Review
Intimideren is in een discussie uit den boze
Jarenlang publiceerden Frans van Eemeren en Rob Grootendorst hun wetenschappelijke ideeën over argumentatieleer in het Engels, maar nu hebben zij hun wereldwijd geroemde en gekraakte argumentatietheorie in een alomvattend traktaat in de Nederlandse taal uiteengezet. 'Kritische discussie' is geen leerboek en ook geen populair-wetenschappelijk werk, zoals 'Leren argumenteren met Vader en Zoon' waarin deze twee argumentatietheoretici op ludieke wijze de discussies tussen Vader en Zoon uit de strips van Peter van Straten becommentariëren. Dit traktaat is de neerslag van dertig jaar wetenschappelijke arbeid en een klein monument voor de begin dit jaar overleden Rob Grootendorst.

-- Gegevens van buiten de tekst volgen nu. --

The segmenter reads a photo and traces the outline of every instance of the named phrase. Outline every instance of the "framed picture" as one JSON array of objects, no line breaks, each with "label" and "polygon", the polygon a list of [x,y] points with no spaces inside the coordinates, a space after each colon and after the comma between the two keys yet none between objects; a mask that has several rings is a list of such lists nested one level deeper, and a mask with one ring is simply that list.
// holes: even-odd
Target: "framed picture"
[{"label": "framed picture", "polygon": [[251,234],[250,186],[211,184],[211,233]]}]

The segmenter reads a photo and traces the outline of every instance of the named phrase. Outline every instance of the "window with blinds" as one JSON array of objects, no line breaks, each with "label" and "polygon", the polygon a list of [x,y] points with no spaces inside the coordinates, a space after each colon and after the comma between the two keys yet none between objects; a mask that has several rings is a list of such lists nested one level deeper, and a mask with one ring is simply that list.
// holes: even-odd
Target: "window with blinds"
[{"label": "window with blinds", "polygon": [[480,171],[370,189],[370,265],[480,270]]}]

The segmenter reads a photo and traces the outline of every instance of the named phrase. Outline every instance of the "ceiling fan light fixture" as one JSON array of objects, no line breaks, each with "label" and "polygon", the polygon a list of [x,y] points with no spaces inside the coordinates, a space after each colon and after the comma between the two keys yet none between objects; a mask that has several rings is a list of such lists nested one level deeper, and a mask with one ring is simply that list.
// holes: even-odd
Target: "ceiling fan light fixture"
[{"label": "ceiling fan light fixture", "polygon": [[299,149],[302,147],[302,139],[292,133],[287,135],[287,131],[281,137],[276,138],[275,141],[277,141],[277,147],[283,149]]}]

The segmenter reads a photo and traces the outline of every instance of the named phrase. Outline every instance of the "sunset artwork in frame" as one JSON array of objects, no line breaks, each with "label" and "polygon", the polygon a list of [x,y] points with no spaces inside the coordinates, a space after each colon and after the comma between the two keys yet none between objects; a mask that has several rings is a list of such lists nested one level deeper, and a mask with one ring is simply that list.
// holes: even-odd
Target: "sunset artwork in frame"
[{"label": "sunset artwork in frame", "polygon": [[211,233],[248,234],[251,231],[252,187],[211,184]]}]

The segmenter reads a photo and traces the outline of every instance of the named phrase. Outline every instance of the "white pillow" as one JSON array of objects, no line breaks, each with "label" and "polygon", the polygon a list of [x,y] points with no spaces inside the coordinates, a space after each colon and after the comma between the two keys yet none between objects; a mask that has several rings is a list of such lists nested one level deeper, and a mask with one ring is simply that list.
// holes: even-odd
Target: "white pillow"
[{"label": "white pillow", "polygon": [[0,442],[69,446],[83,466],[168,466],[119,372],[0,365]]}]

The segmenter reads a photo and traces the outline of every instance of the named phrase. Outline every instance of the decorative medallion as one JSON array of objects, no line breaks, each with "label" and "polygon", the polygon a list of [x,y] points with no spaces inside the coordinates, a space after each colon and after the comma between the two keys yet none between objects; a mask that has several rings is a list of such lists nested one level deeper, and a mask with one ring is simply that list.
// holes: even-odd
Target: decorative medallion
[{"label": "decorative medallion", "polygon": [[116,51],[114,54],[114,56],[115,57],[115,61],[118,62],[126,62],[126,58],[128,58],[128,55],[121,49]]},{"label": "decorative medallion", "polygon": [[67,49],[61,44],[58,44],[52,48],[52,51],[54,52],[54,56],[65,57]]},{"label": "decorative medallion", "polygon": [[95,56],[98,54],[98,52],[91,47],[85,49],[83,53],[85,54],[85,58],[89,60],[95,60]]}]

Het boek is degelijk en duidelijk theoretisch van aard. De inleiding -een samenvatting vooraf- veronderstelt nogal wat voorkennis, doorzettingsvermogen en welwillendheid. Het voorspel van 'Kritische discussie' is weinig speels. Op het voorwoord volgt een afschrikwekkende definitie van argumentatie, gevolgd door een toelichting waarin weinig aanlokkende termen in voorkomen als 'argumentatiestructuren', 'taalgebruikseenheden' en 'pragmatische analyse'.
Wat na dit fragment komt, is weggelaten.